4. Bölüm

701 29 5
                                    

2019 yılı, Ankara

Yağmur, Barış'ın hiçbir maçını kaçırmadan izlemeye özen gösteriyordu. Hatta sınavları olsa dahi hızlıca girip hemen maça yetişiyordu. Maç sonunda da Barış'a analizlerde bulunuyordu. Yine maç sonunda Barış'ın evine gitmişlerdi. En başlarda güvenemese de artık Barış'tan emindi Yağmur. Onun evine giderken çekinmiyordu. Genç adam yalnızlarken kıza doğru düzgün yaklaşmıyordu bile yanlış anlamasın diye.

"Bak Barış, bugünkü maçta bir şey fark ettim. Sen hiç bencil davranmıyorsun."

"Nasıl yani?" Dedi Barış, haşladığı makarnanın suyunu süzerken.

"Mesela top ayağına geldiğinde şut açın olsa bile sen şut çekmek yerine ceza sahasına doğru uzun oynuyorsun. Bugünkü rakip takımın futbolcuları hep uzundu. Bu yüzden sizin takım hava toplarına hakim olamadı. Yani ya paslaşarak oynamanız lazımdı ya da duran topları iyi kullanmanız lazımdı."

"Doğru diyorsun. Belki de bu yüzden kaybettik." Dedi Barış. "Ya sen futboldan nasıl bu kadar iyi anlıyorsun? Hayatımda böyle kız görmedim."

"Ne sandın, benim babam çok fanatik Galatasaray taraftarıydı. Onunla maçları hep takip ederdim. Hayatının son günlerini bile maçları izleyerek geçirdi."

Yağmur'un dolan gözleri üzerine Barış uğraştığı sosun altını kapatıp kıza sarıldı ve göğsüne bastırdı.

"Güzel Yağmur'um benim." Diyerek kızın saçlarını okşadı. "Çok mu özlüyorsun onu?"

"Evet." Derin bir iç çekti. İyice sindi adamın göğsüne. "Benim babam dünyanın en iyi babasıydı. Onunla sadece on yıl geçirebilmiş olmak içimi dağlıyor benim."
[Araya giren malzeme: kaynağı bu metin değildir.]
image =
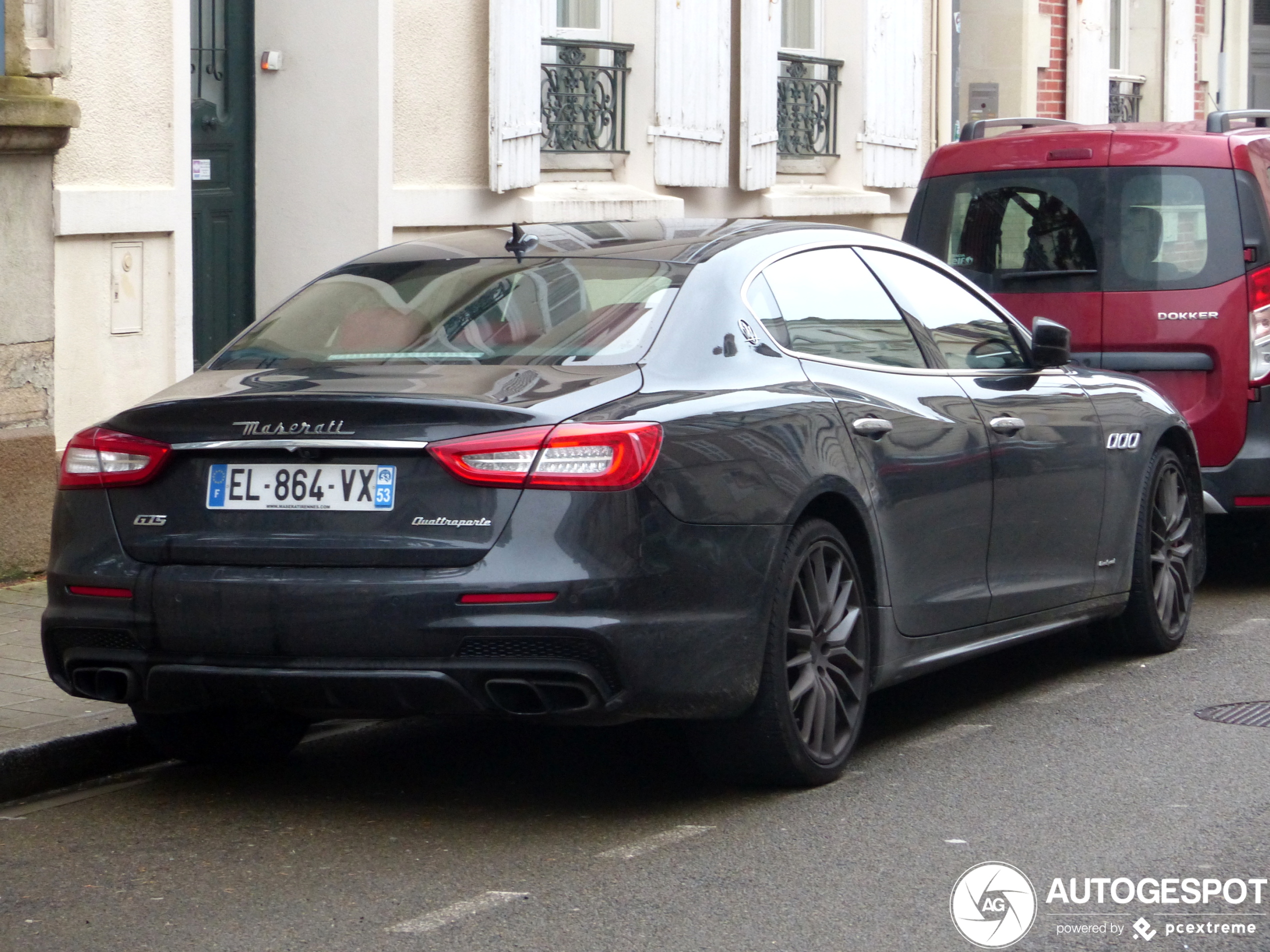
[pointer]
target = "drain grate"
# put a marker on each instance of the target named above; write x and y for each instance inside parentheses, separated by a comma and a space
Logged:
(1246, 714)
"Keşke şu anda hayatta olsaydı, eminim seninle gurur duyardı." Yağmur'un saçlarının üzerine bir öpücük daha bıraktı. "Onu neden kaybettiğini hiç anlatmadın Yağmur. Anlatmak istemezsen anlarım tabi ama yine de-,"

"Kanserden kaybettim. İlik kanseriydi babam. Belki iyileşirdi ama annem..." Akan gözyaşlarını silip anlatmaya çalıştı. "Annem onu bıraktı. Henüz hastalığını öğreneli altı ay olmuştu. Hasta bir adamla uğraşamam dedi. Hastalık öldürmedi babamı, annemin bu sözleri öldürdü. Tabi küçüktüm o zamanlar. Annem bizi bırakıp gitti diye çok ağlamıştım. Sonra da başka bir adamla evlendi zaten. Babam öldükten sonra duydum, bir kızı olmuştu. İstemedi beni babam ölünce. Kocam istemez dedi. Babaannemle yaşadım, gerisini zaten biliyorsun."

"Ben seni hiç bırakmayacağım, bunu biliyorsun değil mi?"

"Biliyorum. Sen benim bu hayattaki tek ailemsin."

Bu kadar romantik bir ortamı Yağmur'un guruldayan midesi bozdu. Genç adam güldü sevgilisine ve hazırladığı sosu tabaklardaki makarnaların üzerine koydu.

"Nasıl olmuş?"

"Çok iyi." Dedi kız enfes hareketi yaparken. "Futbolculuğu bırakıp aşçı mı olsan sen acaba?" Dedi göz kırparak.

"Olabilir aslında. Evlenince yemekleri ben yaparım artık." Barış'ın elinden gelen tek şeyin makarna olduğunu, aslında çok beceriksiz olduğunu ikisi de biliyorlardı. Ayrıca büyük ihtimalle Barış asla yemek yapmazdı.

"Bana uyar."

"Evlenelim mi kız biz?"

Barış'ın ani teklifi kızın içtiği suyu püskürtmesine sebep oldu. Hızlıca peçeteyle sildi ağzını.

"Barış biz daha 19 yaşındayız."

"Ne varmış yaşımızda? Biz birbirimizi sevdikten sonra yaşın ne önemi var?"